My university offered me a neat, new experience yesterday. I had my first on-camera interview!
I excitedly and only a little nervously took part in an ad being made in order to promote Concordia. I rambled a lot, because rambling is what I do best. Still, I can’t wait to see the finished product (who knows, maybe you’ll see it too!) and was more than happy to help my university out in whatever way I could. I think my written words can probably explain my feelings about Concordia even better than my hyper, Christina-fied future film debut might.
I guess you could say that I’ve gone about my life a little backwards thus far. I didn’t go straight to college after high-school, but instead took a semester off to work two jobs and to save money. Eventually I made my way to a local community college and took only two classes at a time, whilst still working two jobs. From there, I moved in with my future husband, was working two jobs and was still a part-time student. Shortly after came wedding-planning and house-hunting. By the time I decided I really wanted my bachelor’s degree, I was already married and owned a house. (and two dogs!) I had been working for over five years and had found an independence in making my own money. I had an amazing support system and a decent idea of my goals and aspirations. I already felt established and firmly rooted in those ways. So I wouldn’t say that I came to Concordia with the expectations that most have coming straight out of high-school. I wasn’t looking to forge new friendships (though this is something I can never purposely avoid), or to party (I already did plenty of that), or to create a buzzing social life (already had that too) or to learn about the real world. (I had, in the years prior, already received a healthy and sometimes unwanted dose of that knowledge.) I was attending this university with one thing in mind–obtaining my bachelor’s degree. It didn’t hurt that the campus was gorgeous.

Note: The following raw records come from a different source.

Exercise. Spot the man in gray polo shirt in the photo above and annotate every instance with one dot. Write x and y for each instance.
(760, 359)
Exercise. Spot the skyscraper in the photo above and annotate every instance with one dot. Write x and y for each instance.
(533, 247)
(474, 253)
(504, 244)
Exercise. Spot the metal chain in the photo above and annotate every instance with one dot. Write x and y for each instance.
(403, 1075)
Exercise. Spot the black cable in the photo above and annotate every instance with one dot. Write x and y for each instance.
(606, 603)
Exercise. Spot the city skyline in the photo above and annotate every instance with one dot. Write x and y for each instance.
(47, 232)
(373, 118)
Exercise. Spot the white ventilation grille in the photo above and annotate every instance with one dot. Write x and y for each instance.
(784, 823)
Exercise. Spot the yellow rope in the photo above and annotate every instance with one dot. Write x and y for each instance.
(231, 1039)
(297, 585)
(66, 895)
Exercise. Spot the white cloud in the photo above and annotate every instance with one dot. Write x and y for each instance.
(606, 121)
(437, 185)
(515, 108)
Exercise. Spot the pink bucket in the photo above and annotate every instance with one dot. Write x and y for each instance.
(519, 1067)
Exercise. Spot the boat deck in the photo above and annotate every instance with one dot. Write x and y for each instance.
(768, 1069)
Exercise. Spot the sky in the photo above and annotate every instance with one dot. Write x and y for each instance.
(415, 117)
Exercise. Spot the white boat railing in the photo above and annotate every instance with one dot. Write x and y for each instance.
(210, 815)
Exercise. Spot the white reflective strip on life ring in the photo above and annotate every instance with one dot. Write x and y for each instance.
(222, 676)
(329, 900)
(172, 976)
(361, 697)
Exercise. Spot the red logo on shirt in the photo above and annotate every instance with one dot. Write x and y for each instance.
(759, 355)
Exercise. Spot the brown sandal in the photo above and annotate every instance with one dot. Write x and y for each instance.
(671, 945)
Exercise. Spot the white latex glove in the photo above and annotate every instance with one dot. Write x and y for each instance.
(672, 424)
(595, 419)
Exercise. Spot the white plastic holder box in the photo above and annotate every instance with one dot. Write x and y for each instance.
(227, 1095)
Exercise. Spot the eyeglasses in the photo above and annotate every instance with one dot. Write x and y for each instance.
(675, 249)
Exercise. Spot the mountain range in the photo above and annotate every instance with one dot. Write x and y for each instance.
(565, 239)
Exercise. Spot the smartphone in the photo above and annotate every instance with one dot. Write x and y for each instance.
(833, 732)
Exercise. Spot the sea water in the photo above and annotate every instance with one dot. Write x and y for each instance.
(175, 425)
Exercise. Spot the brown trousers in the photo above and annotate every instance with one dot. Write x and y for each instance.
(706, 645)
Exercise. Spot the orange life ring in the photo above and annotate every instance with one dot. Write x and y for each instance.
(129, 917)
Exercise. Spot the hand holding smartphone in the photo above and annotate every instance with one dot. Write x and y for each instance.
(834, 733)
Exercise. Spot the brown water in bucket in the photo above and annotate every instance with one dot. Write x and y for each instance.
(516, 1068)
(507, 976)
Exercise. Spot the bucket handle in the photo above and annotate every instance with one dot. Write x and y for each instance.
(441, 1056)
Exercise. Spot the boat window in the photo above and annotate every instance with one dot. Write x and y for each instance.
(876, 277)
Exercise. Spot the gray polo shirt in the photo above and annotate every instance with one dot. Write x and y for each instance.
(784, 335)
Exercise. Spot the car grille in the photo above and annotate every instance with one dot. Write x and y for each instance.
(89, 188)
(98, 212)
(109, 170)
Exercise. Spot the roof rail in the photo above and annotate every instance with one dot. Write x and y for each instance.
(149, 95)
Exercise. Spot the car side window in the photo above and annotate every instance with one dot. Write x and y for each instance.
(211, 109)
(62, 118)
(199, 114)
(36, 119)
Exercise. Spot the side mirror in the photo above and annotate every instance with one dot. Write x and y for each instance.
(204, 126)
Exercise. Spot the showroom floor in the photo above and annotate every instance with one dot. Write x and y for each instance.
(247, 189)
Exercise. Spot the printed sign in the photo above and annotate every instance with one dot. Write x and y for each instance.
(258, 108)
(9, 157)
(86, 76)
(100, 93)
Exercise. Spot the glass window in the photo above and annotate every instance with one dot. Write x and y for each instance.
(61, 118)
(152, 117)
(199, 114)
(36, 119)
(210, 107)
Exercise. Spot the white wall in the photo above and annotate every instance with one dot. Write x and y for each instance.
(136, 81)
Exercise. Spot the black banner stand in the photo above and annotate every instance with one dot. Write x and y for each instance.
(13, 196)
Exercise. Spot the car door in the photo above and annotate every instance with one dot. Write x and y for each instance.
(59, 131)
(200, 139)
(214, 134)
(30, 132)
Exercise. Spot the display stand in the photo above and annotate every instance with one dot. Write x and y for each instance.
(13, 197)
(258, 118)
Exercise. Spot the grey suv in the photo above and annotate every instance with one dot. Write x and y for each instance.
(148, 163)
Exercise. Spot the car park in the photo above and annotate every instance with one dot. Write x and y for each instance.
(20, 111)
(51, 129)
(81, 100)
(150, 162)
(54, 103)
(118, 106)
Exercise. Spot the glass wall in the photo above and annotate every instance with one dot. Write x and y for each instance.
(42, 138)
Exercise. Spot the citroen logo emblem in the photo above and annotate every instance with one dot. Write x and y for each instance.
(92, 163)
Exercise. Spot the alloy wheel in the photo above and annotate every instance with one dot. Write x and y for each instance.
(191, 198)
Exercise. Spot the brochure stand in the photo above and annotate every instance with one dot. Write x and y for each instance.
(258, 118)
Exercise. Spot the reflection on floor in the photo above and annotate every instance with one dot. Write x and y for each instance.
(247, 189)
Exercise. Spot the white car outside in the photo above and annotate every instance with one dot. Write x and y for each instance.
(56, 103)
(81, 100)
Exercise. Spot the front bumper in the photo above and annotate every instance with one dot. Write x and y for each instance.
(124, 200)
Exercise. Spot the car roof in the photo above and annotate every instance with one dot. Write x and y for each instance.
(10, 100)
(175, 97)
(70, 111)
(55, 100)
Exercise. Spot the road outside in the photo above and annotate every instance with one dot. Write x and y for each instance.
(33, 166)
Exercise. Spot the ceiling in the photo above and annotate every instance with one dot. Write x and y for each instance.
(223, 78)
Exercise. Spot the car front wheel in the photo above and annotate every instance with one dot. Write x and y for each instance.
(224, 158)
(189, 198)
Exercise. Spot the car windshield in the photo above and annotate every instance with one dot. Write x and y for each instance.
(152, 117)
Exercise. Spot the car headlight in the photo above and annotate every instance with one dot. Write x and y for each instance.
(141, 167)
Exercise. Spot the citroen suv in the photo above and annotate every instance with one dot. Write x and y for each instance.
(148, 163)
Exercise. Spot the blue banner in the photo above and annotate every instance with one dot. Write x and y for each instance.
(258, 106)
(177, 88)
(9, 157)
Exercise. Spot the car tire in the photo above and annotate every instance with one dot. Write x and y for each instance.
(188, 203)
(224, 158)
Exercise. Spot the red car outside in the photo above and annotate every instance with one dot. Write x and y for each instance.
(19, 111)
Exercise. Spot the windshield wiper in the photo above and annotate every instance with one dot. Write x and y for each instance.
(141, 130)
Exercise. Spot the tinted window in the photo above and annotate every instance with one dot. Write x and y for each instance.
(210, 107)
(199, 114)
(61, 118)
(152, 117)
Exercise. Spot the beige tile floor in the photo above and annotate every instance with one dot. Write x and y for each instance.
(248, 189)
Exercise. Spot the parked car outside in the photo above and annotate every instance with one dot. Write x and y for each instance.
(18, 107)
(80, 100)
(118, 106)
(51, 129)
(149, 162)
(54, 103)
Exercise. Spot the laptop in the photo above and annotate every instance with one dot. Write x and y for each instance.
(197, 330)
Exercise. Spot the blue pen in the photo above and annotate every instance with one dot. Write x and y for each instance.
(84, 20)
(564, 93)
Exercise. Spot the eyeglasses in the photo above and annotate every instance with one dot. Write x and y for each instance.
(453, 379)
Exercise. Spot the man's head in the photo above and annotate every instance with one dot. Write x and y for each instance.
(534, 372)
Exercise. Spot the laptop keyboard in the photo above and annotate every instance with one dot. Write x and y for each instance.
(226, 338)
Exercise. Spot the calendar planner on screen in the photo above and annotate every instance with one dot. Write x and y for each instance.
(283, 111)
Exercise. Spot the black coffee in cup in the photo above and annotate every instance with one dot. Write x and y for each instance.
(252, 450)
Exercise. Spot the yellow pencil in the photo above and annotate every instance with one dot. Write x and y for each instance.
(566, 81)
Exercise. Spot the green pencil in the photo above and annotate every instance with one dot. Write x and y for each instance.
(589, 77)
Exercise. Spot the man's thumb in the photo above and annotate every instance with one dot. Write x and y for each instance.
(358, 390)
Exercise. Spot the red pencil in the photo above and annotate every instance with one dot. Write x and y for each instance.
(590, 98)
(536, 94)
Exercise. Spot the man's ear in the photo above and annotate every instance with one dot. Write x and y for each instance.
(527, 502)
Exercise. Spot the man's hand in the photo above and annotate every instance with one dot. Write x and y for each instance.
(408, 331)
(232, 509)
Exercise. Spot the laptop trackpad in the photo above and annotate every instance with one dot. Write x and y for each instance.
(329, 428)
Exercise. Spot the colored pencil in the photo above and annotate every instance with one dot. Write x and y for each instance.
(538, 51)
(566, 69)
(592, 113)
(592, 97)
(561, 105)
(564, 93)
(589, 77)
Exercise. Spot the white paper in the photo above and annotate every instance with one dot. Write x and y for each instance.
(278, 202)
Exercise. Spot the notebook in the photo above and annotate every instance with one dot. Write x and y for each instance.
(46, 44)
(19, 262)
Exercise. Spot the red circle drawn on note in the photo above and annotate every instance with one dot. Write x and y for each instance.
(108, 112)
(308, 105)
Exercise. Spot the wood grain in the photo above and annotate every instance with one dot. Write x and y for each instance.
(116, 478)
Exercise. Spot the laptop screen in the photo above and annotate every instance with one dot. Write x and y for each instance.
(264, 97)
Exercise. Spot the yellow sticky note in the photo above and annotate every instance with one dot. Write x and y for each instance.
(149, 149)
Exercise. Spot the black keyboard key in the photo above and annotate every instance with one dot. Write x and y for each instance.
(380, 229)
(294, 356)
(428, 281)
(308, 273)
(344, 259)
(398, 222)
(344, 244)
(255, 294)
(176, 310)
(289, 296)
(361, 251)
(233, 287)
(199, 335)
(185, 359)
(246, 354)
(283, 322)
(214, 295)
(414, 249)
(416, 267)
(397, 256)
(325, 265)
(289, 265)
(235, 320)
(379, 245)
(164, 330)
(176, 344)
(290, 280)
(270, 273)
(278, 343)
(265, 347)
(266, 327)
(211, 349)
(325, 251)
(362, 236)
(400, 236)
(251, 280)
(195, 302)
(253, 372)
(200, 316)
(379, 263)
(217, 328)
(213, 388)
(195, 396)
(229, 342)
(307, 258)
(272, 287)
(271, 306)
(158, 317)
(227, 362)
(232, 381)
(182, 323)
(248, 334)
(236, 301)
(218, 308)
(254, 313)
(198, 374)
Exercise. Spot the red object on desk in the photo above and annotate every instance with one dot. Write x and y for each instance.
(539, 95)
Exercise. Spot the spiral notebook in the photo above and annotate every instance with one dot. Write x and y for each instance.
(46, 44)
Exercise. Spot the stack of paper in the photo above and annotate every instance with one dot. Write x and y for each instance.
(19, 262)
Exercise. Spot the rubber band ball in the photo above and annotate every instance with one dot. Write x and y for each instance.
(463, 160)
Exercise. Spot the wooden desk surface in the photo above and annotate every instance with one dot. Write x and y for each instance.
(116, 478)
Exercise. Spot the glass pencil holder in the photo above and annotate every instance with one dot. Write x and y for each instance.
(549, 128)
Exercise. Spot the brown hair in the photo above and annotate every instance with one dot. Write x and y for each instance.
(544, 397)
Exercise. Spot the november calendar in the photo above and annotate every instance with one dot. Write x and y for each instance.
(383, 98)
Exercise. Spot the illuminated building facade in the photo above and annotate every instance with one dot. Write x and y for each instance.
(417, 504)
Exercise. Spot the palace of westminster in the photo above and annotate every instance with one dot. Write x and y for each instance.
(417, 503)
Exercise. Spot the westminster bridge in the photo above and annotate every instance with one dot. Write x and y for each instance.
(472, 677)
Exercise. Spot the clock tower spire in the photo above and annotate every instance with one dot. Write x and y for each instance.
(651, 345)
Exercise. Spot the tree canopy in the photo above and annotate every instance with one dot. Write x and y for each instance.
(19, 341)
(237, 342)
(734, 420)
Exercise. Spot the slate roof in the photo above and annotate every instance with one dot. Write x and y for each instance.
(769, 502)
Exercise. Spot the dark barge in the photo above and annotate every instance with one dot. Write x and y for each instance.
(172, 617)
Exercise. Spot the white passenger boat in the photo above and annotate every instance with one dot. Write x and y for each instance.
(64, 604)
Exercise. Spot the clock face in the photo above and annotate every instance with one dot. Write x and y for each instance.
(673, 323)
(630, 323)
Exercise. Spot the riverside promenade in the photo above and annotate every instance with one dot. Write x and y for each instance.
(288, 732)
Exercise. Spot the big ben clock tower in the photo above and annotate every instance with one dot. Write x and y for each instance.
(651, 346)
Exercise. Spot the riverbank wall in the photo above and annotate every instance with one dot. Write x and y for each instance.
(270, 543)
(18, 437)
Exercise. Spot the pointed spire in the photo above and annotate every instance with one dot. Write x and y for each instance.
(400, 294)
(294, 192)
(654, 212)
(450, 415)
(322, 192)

What I ended up finding was so much more than just an education. I found a confidence in myself and in my abilities that I had never known before. I found that an on-campus radio show makes for lots of laughs and that being cast in a school play makes for hundreds of cherished memories. I found unforgettable experiences and an unquenchable desire to learn. I found professors who truly care and who want to see me succeed, not only in their class but also in life. I found fellow students who made me think and grow and inspired me to be more than I was before. I’ve even found a few friendships that I hope will last me a lifetime. But more than anything, what I’ve found at Concordia is a family.
I could tell about a million, but there is one story that sticks out to me the most. Last semester was one of the busiest times of my life. I was working, taking 15 hours, and rehearsing for a school play. I more or less lived on campus. Except I didn’t live on campus, so I was running back and forth from work to school to home to rehearsals nonstop. Think a chicken without a head. That was me! One day on my way to class, I decided I would park in the faculty area. I would only be on campus for an hour before I left and came back again later for night rehearsals. I figured no one would catch me in such a short amount of time. Well. Being me, whilst parking I inched forward too far and somehow ended up in a patchy, hilly area of grass. My back tires ended up in the air. Really. I don’t know exactly how it happened, but such is the norm for my life. Needless to say, my car was rather stuck. With my tail between my legs, I found the chief-of-police and explained my situation. He walked out to my car with me and told me I’d probably have to call a tow truck. I was freaking out. That costs money! I had little money at the time. Police chief called over some maintenance guys and they reiterated the same thing to me. So I did the only mature, grown-up thing there is to do in a situation like this. I called my husband and started bawling. We were considering our options when the men (watching me sniffle like a five-year old) decided to take the situation into their own hands, despite possible liability issues. Before I knew it, someone had tracked down a student with a truck and somewhat proper towing equipment. So here I am, watching the chief-of-police, the maintenance men and a random student standing around, pondering how to help this dismayed, rule-breaking girl. (That’s me!) Even in my pitiful state, I was a little amused. Minutes later, my car is hooked up to the random student’s truck, pulled and quickly unstuck—free of charge and with only a little of my dignity lost. I should have been given a ticket for parking in the faculty area and I should have had to pay a hundred bucks for my horrible parking abilities. Instead, a whole group of people teamed up to help fix my mistake. I remember thinking to myself, “This is not normal. This would not happen at most universities.”
I’ve learned this about life too. Sometimes really great, out-of-the-ordinary things will happen. Sometimes people surprise you in the best way possible. Sometimes the best experiences are ones that were never even expected. Sometimes your family becomes more than just the one you were born into. Concordia is one of those non-blood related families. If there was one thing I attempted to stress in my first on-camera interview, that was it. In hindsight, maybe I should have also warned future students about the dangers of parking near that hilly patch of grass in the faculty lot.